After evaluating the results, we found that while the basic prompt performed well in clarity and structure, the enhanced prompt significantly improved outputs across several other key criteria: Categorization, Keywords and Tags, Sentiment Analysis, and Detail and Completeness. The complex prompt led to summaries that were more informative, better organized, and richer in content.

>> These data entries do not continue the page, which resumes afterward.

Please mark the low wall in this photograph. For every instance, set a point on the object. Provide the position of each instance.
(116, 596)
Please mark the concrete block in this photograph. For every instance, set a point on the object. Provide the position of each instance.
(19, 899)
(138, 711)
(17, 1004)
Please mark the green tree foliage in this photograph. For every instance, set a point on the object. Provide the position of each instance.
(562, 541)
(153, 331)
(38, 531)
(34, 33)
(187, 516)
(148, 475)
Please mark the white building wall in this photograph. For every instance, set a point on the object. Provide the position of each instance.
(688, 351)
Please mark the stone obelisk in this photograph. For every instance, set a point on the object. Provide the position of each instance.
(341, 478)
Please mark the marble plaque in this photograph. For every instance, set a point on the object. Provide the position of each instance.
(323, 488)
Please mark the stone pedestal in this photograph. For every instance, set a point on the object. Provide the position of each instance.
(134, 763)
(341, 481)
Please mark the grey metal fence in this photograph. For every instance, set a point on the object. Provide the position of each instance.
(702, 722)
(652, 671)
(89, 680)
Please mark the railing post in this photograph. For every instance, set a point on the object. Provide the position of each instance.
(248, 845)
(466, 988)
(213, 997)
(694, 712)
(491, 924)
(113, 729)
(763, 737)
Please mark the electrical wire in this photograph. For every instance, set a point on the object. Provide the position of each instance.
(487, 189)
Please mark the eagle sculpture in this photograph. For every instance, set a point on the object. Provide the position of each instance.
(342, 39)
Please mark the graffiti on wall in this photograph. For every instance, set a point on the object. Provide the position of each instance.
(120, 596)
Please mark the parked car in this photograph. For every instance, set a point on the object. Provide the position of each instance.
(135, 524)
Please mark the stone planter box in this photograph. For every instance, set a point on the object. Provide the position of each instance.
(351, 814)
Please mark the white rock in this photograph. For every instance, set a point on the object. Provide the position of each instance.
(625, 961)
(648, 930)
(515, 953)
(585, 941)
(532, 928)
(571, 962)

This demonstrates how refining prompts can greatly enhance the quality of the generated summaries. Although this is a simplified example, the benefits of prompt optimization are expected to be even more pronounced in real-world, production-level applications, leading to outputs that are more aligned with specific goals and user needs.

Conclusion

Meta prompting is a powerful technique that can significantly enhance the quality of outputs from language models. Our exploration showed that starting with a simple prompt and refining it using o1-preview led to summaries that were more informative, better organized, and richer in content—improving across key criteria like categorization, keywords and tags, sentiment analysis, and completeness. This exercise underscores the value of prompt optimization, and even in this simplified example, the benefits are clear. In real-world applications, leveraging meta prompting and tools like o1-preview can elevate language model performance to better meet your specific goals and user needs.